"Window to the Heart," is a public art installation designed by New York and Tucson, Ariz.–based design studio Aranda\Lasch and artist Marcelo Coelho, of Melrose, Mass.–based Marcelo Coelho Studio. The love-themed installation won the 10th iteration of the Times Square Valentine Heart Design Competition—an annual design contest organized by the Times Square Alliance—in November 2017 and will be erected in New York's Father Duffy Square for the entire month of February.

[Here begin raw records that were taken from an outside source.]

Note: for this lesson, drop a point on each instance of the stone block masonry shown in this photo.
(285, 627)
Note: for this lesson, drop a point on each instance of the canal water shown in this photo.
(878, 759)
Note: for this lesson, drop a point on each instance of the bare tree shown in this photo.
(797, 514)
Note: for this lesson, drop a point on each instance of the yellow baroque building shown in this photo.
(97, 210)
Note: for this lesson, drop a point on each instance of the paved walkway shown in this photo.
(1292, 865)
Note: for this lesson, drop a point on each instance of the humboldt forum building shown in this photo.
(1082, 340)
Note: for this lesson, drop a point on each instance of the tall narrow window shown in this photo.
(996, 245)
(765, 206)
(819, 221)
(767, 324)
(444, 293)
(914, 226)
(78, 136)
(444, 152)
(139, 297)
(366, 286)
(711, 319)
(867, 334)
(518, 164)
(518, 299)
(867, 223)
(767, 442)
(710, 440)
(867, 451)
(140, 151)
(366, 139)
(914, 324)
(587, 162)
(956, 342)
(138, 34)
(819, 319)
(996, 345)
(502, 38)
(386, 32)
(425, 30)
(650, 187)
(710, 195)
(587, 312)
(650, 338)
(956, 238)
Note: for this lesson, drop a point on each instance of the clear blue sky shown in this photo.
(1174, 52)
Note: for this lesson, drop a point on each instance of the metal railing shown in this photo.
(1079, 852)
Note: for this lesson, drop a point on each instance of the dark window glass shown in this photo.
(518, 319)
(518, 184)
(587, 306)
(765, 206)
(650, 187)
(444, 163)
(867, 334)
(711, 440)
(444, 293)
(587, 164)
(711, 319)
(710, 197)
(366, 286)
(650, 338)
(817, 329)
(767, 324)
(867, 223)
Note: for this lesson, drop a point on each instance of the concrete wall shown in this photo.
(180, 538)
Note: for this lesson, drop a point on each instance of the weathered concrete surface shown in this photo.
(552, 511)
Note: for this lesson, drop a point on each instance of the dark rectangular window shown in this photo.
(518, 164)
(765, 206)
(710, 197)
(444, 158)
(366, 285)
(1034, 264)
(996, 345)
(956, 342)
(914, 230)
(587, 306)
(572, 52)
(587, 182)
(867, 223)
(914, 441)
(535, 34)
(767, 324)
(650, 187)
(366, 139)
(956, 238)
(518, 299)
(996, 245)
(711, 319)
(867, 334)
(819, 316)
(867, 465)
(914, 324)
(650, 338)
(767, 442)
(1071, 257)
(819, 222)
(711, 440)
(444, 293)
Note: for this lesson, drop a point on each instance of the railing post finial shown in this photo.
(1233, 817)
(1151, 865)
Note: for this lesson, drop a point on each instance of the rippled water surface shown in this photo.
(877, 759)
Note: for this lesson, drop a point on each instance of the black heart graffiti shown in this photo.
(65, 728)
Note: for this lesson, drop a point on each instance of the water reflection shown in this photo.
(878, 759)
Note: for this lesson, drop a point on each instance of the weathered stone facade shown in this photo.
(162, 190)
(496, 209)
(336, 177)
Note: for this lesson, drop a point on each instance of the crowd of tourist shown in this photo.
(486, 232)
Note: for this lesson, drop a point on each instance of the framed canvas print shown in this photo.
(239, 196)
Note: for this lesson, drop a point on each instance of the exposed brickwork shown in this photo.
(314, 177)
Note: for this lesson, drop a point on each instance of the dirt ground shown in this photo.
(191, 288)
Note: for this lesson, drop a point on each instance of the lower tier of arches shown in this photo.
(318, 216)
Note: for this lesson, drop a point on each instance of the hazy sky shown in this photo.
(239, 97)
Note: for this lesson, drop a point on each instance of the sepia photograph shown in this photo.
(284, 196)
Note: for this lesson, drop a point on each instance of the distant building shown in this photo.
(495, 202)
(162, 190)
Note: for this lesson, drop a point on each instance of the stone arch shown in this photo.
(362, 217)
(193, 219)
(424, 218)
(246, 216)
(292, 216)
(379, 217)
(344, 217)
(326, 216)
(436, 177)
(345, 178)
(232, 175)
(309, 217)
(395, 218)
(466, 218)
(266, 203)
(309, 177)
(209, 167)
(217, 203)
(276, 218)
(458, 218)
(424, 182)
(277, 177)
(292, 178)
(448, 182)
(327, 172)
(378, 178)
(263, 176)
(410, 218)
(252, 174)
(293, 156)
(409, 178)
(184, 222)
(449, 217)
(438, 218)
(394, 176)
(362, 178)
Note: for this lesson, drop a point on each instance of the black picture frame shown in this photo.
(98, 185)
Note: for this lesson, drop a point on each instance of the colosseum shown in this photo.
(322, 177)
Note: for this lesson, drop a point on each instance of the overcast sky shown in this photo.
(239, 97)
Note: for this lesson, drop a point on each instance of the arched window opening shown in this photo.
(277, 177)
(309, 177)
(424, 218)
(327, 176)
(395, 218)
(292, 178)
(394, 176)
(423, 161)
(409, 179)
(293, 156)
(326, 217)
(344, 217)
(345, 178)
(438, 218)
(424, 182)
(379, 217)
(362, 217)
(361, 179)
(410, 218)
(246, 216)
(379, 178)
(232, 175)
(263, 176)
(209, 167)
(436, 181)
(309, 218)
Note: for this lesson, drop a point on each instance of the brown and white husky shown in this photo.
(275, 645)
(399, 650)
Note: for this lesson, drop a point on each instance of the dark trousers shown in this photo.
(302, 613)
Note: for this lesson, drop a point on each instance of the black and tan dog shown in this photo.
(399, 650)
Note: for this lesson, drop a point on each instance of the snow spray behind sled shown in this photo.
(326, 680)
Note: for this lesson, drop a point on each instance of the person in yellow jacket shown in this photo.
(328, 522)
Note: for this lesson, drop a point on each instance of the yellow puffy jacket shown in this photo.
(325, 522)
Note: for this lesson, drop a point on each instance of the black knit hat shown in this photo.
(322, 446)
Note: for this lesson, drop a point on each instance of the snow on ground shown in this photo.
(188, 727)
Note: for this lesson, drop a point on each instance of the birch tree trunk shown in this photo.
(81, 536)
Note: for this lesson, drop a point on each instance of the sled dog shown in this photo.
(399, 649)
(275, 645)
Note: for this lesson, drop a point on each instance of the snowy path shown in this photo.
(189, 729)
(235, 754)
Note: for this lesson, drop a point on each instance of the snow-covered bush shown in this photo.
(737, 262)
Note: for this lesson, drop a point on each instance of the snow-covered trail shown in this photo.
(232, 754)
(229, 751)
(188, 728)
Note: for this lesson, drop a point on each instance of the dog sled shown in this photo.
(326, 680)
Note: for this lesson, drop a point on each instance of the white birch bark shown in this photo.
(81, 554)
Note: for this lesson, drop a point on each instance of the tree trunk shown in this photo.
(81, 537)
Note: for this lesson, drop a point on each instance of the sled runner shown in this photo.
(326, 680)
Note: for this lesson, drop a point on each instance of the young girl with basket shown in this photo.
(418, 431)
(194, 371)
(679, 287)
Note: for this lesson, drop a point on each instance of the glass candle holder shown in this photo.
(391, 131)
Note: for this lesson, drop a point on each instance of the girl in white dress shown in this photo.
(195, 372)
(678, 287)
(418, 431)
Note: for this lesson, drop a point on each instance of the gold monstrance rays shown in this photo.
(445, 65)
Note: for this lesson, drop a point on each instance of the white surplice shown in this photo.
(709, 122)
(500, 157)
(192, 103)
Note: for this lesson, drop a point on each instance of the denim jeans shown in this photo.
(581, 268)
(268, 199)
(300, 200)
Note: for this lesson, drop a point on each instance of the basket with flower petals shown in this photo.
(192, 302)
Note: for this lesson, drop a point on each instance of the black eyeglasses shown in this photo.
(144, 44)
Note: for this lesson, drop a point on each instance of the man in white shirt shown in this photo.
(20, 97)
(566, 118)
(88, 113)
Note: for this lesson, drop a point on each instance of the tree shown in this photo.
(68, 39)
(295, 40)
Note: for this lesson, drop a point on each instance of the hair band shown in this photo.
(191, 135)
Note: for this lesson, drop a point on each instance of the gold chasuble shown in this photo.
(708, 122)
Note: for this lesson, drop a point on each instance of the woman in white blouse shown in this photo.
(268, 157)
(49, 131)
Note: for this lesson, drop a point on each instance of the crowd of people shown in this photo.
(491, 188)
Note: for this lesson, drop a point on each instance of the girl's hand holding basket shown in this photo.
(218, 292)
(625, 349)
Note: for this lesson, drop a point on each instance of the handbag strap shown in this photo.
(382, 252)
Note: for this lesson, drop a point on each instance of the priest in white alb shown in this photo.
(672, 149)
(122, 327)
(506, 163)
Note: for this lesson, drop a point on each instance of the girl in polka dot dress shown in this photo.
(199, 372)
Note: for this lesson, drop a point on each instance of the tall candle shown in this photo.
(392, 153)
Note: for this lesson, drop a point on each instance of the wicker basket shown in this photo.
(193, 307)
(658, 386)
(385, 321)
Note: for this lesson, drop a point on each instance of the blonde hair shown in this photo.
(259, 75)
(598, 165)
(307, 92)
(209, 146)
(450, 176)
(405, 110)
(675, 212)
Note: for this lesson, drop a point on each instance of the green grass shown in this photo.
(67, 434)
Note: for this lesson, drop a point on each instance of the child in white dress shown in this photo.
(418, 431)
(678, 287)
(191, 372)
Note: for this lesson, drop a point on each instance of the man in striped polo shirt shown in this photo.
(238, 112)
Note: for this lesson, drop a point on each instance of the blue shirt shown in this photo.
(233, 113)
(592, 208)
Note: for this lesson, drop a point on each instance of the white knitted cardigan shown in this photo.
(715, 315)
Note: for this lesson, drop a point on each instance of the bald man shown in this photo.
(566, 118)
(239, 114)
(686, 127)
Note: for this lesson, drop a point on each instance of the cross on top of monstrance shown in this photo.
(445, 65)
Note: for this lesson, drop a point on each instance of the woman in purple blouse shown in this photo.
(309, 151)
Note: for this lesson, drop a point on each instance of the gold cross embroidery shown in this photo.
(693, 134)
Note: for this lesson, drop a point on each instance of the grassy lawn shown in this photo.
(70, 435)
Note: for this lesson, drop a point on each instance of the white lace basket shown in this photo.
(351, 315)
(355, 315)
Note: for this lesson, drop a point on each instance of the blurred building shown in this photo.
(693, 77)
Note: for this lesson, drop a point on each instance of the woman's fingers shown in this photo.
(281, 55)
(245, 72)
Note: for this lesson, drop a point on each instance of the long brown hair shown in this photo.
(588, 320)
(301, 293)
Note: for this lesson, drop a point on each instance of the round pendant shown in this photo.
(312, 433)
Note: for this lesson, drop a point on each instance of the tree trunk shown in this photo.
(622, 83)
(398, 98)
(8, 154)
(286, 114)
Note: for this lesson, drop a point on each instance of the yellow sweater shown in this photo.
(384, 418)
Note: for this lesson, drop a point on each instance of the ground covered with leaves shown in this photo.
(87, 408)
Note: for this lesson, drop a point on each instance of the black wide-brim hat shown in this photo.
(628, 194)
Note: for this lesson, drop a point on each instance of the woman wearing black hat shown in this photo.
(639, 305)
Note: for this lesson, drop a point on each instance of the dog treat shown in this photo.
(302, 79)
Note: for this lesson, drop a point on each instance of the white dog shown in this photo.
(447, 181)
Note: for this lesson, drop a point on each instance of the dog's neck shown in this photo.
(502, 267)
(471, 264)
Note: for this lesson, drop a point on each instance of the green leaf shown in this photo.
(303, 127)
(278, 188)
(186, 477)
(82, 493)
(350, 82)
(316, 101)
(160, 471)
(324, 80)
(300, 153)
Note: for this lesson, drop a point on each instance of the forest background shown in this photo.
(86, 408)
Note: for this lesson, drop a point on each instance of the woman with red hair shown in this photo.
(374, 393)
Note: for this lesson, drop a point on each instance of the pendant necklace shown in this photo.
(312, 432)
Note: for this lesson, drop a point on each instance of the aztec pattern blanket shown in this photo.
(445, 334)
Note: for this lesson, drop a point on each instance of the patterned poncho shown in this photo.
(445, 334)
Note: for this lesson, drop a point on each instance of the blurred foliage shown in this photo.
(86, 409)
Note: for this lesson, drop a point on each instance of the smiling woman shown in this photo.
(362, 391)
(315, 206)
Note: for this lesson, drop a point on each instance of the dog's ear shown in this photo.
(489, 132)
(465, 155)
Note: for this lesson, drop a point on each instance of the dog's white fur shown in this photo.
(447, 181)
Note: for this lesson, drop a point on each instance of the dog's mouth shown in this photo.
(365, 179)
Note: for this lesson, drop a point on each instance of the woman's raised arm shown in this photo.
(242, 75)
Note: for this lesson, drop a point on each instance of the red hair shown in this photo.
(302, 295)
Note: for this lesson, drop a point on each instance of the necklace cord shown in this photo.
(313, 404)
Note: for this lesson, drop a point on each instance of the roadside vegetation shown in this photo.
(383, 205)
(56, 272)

Measuring 12 feet in diameter, "Window to the Heart" is set to be the world's largest Fresnel lens, a type of compact, lightweight lens that is widely used in lighthouse lamps. Designed and 3D-printed by Somerville, Mass.–based Formlabs, the sculpture's lens is fabricated using 3D-printed concentric, ring-shaped sections made of clear resin that are thinned down as they draw near the center. According to a release by the Alliance, the lens will "distort and capture the image of Times Square, optically bending light—and attention—to the heart-shaped window at its center."
“Times Square is a symbol for how we experience our world," said the designers in the same release. "It is a physical manifestation of our culture, one dispersed and absorbed through cameras and screens. And in this culture, to fall in love you must first fall through a lens.”
Previous winning installations include: "We Were Strangers Once Too" by The Office for Creative Research in 2017; "Heart of Hearts" by Collective-LOK in 2016; and the "HeartBeat" by Stereotank in 2015.
"Window to the Heart" opens Feb. 1 and will remain on view through Feb. 28.